A team of scientists in the US has brought us a huge step closer to a superconductor capable of working at room temperature.
If humankind were to find a way to construct a large-scale superconductor that could work at room temperature, the way our energy grids and computers are built – and many other areas of daily life – would be fundamentally changed.
The phenomenon is the lack of electrical resistance and is observed in many materials when they are cooled below temperatures of around -180 degrees Celsius, making them rather limited in their application. However, a team from George Washington University in the US has revealed something that could help us finally reach what is one of the most sought-after achievements in modern physics.
“Room temperature superconductivity has been the proverbial ‘holy grail’ waiting to be found, and achieving it – albeit at 2m atmospheres – is a paradigm-changing moment in the history of science,” said researcher Maddury Somayazulu.

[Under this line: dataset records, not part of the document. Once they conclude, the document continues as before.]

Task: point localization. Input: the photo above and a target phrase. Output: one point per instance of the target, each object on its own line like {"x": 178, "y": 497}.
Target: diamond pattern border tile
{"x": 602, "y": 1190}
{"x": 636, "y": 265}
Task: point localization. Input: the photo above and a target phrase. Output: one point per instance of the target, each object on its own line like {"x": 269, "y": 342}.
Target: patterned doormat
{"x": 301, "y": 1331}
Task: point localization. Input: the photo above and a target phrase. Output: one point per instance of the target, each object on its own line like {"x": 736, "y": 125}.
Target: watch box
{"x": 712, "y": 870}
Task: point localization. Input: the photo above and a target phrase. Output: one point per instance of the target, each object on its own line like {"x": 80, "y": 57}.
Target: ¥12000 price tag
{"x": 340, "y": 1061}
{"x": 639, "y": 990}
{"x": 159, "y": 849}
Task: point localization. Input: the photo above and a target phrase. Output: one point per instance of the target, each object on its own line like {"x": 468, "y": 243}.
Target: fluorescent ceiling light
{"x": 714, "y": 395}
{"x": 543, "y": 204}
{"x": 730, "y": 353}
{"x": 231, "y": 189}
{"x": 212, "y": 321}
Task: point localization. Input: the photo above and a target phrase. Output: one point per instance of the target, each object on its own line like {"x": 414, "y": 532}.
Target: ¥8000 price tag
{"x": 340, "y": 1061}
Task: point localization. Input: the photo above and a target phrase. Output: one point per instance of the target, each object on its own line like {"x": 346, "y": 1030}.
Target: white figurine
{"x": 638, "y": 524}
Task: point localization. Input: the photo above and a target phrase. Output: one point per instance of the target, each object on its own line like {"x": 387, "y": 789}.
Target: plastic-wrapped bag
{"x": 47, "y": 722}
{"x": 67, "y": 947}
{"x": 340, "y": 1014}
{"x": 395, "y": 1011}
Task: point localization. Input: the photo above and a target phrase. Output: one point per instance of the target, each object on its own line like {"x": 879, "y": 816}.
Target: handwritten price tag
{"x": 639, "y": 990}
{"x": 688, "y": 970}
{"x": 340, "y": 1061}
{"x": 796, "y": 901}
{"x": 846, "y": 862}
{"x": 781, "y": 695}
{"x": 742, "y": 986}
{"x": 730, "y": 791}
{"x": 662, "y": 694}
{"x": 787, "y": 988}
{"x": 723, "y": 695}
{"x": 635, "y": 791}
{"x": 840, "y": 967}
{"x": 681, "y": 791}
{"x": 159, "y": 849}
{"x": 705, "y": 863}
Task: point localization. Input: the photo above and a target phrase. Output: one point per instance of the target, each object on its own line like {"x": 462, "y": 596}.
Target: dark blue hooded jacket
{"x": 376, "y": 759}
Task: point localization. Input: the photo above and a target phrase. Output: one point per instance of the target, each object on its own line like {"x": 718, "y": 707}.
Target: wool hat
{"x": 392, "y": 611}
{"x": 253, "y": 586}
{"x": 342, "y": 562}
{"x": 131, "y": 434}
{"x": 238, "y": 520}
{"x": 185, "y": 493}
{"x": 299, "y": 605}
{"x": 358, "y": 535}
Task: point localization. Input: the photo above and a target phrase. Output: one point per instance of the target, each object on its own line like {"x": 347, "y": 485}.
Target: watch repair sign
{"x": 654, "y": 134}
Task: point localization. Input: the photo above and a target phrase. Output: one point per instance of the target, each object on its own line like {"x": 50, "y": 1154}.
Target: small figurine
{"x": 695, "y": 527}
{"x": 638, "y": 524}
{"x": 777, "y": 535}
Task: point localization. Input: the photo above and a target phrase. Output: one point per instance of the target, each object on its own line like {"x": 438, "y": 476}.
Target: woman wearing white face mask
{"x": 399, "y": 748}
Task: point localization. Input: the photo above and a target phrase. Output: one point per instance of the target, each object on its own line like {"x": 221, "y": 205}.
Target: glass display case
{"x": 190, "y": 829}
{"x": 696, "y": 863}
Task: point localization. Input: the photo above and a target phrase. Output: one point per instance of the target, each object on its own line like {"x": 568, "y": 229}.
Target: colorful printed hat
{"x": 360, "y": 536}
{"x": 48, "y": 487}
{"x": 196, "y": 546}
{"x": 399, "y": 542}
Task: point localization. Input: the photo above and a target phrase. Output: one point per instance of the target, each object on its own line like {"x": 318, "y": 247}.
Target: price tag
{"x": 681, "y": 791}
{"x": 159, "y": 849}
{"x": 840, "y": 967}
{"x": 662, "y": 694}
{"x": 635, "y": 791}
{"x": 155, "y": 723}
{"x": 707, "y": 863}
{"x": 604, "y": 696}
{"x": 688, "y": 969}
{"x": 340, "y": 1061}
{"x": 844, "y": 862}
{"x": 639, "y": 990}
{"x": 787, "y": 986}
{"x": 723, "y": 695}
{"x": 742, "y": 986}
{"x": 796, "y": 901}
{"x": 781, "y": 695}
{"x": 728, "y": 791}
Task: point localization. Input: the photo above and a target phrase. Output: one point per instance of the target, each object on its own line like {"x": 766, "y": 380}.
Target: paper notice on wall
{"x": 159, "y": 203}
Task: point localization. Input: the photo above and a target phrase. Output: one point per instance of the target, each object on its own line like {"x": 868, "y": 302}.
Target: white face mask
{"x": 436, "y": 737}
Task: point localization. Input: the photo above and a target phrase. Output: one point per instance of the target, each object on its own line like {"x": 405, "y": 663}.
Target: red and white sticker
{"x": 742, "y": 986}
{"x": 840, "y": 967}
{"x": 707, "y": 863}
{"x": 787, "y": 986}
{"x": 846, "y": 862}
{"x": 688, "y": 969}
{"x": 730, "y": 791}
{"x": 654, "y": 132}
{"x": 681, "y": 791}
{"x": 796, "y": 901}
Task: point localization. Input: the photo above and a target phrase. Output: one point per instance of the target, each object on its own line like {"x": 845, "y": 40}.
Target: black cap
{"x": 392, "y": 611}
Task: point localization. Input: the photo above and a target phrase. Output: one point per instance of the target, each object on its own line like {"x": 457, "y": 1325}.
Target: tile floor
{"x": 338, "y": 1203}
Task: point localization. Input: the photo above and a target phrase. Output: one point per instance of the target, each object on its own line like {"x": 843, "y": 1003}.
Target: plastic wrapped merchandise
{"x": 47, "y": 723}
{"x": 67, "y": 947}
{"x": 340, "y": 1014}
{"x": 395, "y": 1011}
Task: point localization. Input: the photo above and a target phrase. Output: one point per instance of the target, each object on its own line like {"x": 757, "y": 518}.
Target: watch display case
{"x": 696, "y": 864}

‘A new era of superconductivity’
Publishing their findings in Physical Review Letters, the research team detailed the creation of a metallic, hydrogen-rich compound in very high temperatures in the region of 2m atmospheres.
Using devices called diamond anvil cells, the researchers created high pressures to squeeze together minuscule samples of hydrogen and lanthanum. Once the samples were heated, the researchers observed major changes in their structure, resulting in a whole new structure dubbed LaH10. This, the team said, had been previously predicted as a superconductor at high temperatures.
Continuing this path, they found a replicable change in electrical properties at high pressures and significant drops in resistivity when cooled to -13 degrees Celsius at up to 200 gigapascals of pressure. Subsequent experiments saw success at temperatures of 6 degrees Celsius.
“We believe this is the beginning of a new era of superconductivity,” said Russell Hemley of the team. “We have examined just one chemical system – the rare-earth [lanthanum] plus hydrogen. There are additional structures in this system but, more significantly, there are many other hydrogen-rich materials like these with different chemical compositions to explore.”